- Nov. 21, 2016
In the small town of Seesen on the northwestern edge of the Harz Mountains in Lower Saxony, the banker Israel Jacobson (1768–1828) founded a school that became the first in Germany to educate both Jewish and Christian pupils. It was one of the first educational institutions to emerge from the Haskalah, or Jewish Enlightenment, and Israel Jacobson became a leader in the Jewish Reform movement.
Of course, Jacobson was not alone in trying to advance the modernization of Jewish education. The surrounding region, which includes Braunschweig, Lower Saxony’s second largest city, was home to numerous reformers and enlightenment thinkers who advocated the establishment of new educational institutions that would strengthen Jewish identity. Eventually, their influence would spread far beyond the borders of the Duchy.
Some of the students at Jacobson’s school in Seesen would become the leading figures in the Wissenschaft des Judentums, in which pioneering scholars applied modern methods of scholarship to Jewish history, texts, and culture, thus laying the groundwork for modern academic Jewish studies.
Leading figures of the Wissenschaft also emerged from the Samson-School in nearby Wolfenbüttel, foremost among them Leopold Zunz (1794–1886), the reformer and scholar who was among the founders of the Verein für die Cultur und Wissenschaft der Juden in 1819. Jewish men and women throughout the region worked to secure equal rights for Jews and paved the way for their assimilation into German bourgeois society.
The Israel Jacobson Network was founded to promote public awareness of the unique achievements of these remarkable citizens of the region. Representatives of thirty academic, cultural, business, and political institutions founded the network in April 2016 and made it their goal to promote interest in Jewish history and culture through the creative use of historic sites. In addition to the Network’s home base at the Technical University of Braunschweig, the Network’s members work at museums, libraries, research institutions, and memorials.
International cooperation was a founding principle for the group, which recognized the importance of including the perspective of the German-Jewish diaspora early on. With its strong collections related to the region, the LBI is a natural partner for the network and has committed to support the initiative with advice and programming.

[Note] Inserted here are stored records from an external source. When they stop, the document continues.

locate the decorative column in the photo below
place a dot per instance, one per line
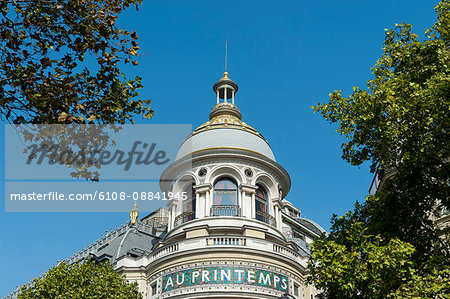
(202, 193)
(277, 208)
(172, 213)
(248, 194)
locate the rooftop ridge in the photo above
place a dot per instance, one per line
(83, 253)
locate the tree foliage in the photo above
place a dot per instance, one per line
(59, 62)
(81, 280)
(400, 124)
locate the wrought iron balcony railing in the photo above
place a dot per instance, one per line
(184, 217)
(225, 210)
(264, 217)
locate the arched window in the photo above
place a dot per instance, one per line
(225, 200)
(225, 192)
(261, 203)
(189, 203)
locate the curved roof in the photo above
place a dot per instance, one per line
(225, 129)
(225, 138)
(311, 225)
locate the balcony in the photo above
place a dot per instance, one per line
(264, 217)
(225, 210)
(184, 217)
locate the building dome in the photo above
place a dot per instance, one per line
(225, 128)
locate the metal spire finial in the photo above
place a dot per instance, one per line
(226, 54)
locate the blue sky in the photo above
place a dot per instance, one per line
(285, 56)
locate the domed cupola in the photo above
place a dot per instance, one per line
(225, 128)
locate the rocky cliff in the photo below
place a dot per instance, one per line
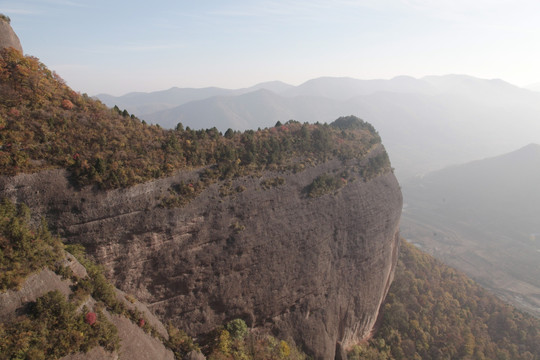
(314, 270)
(8, 38)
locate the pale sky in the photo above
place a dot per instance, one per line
(117, 46)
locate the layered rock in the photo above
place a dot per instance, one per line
(311, 270)
(8, 38)
(135, 344)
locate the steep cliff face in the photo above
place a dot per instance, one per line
(8, 38)
(311, 269)
(135, 343)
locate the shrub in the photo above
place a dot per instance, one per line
(90, 318)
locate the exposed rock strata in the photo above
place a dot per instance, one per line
(135, 344)
(8, 38)
(312, 270)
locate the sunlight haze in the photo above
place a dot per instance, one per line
(124, 46)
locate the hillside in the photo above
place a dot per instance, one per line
(48, 125)
(459, 118)
(191, 222)
(435, 312)
(485, 215)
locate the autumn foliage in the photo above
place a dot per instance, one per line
(90, 318)
(46, 124)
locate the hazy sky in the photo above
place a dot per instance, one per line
(121, 46)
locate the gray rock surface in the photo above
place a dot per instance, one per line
(312, 270)
(8, 38)
(135, 344)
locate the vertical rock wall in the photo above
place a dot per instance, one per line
(311, 270)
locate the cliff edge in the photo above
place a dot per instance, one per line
(8, 38)
(313, 270)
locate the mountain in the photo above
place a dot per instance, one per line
(346, 88)
(193, 222)
(485, 217)
(142, 104)
(458, 117)
(434, 312)
(8, 38)
(260, 108)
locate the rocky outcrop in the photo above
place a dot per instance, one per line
(8, 38)
(312, 270)
(135, 344)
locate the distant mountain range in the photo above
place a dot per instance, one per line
(483, 217)
(458, 118)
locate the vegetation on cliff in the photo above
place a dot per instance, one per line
(46, 124)
(24, 250)
(435, 312)
(52, 326)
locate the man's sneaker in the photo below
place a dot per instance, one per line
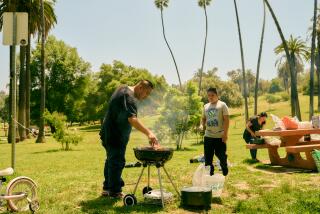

The network hosted its first public event on April 14, 2016 at the Landesmuseum in Braunschweig, where LBI Research Director Frank Mecklenburg gave a presentation on cookbooks in LBI collections. Under the title, “Birnen, Bohnen, und Kein Speck” (a reference to the regional specialty involving pears, green beans, and bacon, with the omission of bacon in its Jewish variation), Mecklenburg discussed cookbooks as elements of material culture that reflect the complex interplay between food, religious traditions, notions of home, and the feeling of community.
In November 2016, the Landesmuseum Braunschweig will also host the exhibition “From Mendelssohn to Einstein, from Wolfenbüttel to New York (and back)—Jewish Paths to Modernity.” It is based on the LBI’s 2015 exhibition on the Wissenschaft des Judentums movement and its far-reaching impact. On display will be unique items from the LBI archives, including original handwritten materials by Moses Mendelssohn, Heinrich Heine, Leopold Zunz, and Albert Einstein, many of which are returning to their country of origin for the first time. The curators Cord-Friedrich Berghahn, Katrin Keßler, Alexander von Kienlin, Ulrich Knufinke und Heike Pöppelmann are adapting the exhibition for Germany.
Ismar Schorsch, President Emeritus of the LBI and Chancellor Emeritus of the Jewish Theological Seminary in New York, will speak at the opening of the exhibition on November 16, 2016. For Schorsch, the invitation to open the event is timely; the scholar of Jewish history and leader at institutions with direct links to the Wissenschaft recently published his latest book, a biography of Leopold Zunz. (Leopold Zunz: Creativity in Adversity. University of Pennsylvania Press, 2016).